3. Choose the page you want to stream for the plugin in the same Get Token dropdown.
   
4. Before generating the access token, you should give the permissions which you needed for your page access token or user access token. Select the permissions which you want from Permissions section after the selection of page or user access token.
   For Page access token, these permissions should be there to get the proper data: page_events, pages_manage_ads, pages_manage_cta, pages_manage_engagement, pages_manage_instant_articles, pages_manage_metadata, pages_manage_posts, pages_messaging, pages_read_engagement, pages_read_user_content, pages_show_list, user_events & user_managed_groups
   For others usage, these permissions should be there to get the proper data: instagram_basic, instagram_content_publish, instagram_manage_comments, instagram_manage_insights, instagram_manage_messages & publish_video
   
5. Once you select the page, It will generate the new access token. This is short-lived access token. A short-lived token vaild upto 1 hour.
   

Create Long-lived Access token

A long-lived User access token you can generate one from a short-lived User access token. A long-lived token generally lasts about 60 days.

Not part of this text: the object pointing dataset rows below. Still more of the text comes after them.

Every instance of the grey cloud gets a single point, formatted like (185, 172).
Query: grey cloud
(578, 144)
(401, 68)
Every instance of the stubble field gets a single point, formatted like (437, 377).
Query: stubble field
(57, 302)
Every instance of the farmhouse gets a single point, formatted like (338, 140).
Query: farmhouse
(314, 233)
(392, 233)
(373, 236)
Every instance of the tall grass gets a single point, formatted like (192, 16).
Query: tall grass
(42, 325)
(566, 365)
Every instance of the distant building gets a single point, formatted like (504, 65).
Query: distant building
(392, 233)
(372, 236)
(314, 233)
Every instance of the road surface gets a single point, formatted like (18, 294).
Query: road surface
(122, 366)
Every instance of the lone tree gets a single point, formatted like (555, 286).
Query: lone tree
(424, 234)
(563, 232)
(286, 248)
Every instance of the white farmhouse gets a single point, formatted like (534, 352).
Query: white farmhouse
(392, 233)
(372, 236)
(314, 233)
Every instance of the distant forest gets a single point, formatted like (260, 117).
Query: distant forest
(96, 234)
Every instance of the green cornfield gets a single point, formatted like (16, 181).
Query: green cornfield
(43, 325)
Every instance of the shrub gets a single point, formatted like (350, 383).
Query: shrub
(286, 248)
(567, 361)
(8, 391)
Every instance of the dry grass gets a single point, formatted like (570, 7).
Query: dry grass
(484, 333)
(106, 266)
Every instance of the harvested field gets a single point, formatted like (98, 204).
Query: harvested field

https://graph.facebook.com/v7.0/oauth/access_token?
grant_type=fb_exchange_token&
client_id={app-id}&
client_secret={app-secret}&
fb_exchange_token={your-access-token}

Replace {app-id} , {app-secret} and {your-access-token} with your Facebook app id, your Facebook app secret and your short-lived access token. Open a new browser window and load the Authorization Window URL.The API will return a JSON encoded object containing a Long-lived Facebook User Access Token,

{
“access_token”:”{long-lived-user-access-token}”,
“token_type”: “bearer”,
“expires_in”: 5183944
}

Just copy the newly generated Page Access Token from the token field and paste it on your Social Streams Designer Plugin’s page in the admin panel.

Token Expiration

Facebook want their user accounts to be safe, and for that, they have set certain safety boundaries. On finding any suspicious activity happening around or within your account, your credential/token might expire.

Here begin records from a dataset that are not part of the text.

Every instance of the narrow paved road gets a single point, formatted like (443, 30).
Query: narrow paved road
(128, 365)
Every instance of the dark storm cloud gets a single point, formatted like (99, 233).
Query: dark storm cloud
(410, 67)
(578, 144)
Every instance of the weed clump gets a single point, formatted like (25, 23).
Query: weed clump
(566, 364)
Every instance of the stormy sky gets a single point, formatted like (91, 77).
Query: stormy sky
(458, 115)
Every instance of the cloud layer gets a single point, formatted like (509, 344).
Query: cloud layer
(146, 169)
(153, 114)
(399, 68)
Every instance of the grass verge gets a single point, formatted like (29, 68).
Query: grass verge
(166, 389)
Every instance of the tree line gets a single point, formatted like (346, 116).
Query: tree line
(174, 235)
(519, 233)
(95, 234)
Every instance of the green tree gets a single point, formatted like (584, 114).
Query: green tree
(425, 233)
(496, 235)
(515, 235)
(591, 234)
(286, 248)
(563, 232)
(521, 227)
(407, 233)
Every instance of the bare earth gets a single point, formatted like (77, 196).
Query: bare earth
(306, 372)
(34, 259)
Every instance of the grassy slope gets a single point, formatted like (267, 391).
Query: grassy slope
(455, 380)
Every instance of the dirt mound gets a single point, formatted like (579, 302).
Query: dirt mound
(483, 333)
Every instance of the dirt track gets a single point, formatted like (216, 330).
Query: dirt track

The possible reasons behind your credential/token expirations are:

• You may haven’t logged in even once in the last 2 months (the most usual reason).
• You’ve recently changed your Facebook password.
• You’ve recently logged out of Facebook.
• Logging in and out of multiple Facebook accounts from your device.
• Facebook has detected a security issue on your account.
• Facebook suspects spammy behavior on your account (like posting too frequently or repetitive content).
• Suspicious (Login attempts from a new location) and later not having the full permissions required. In case if you initially grant the permissions and decide to stop using our authentication, we do not have access without your permission.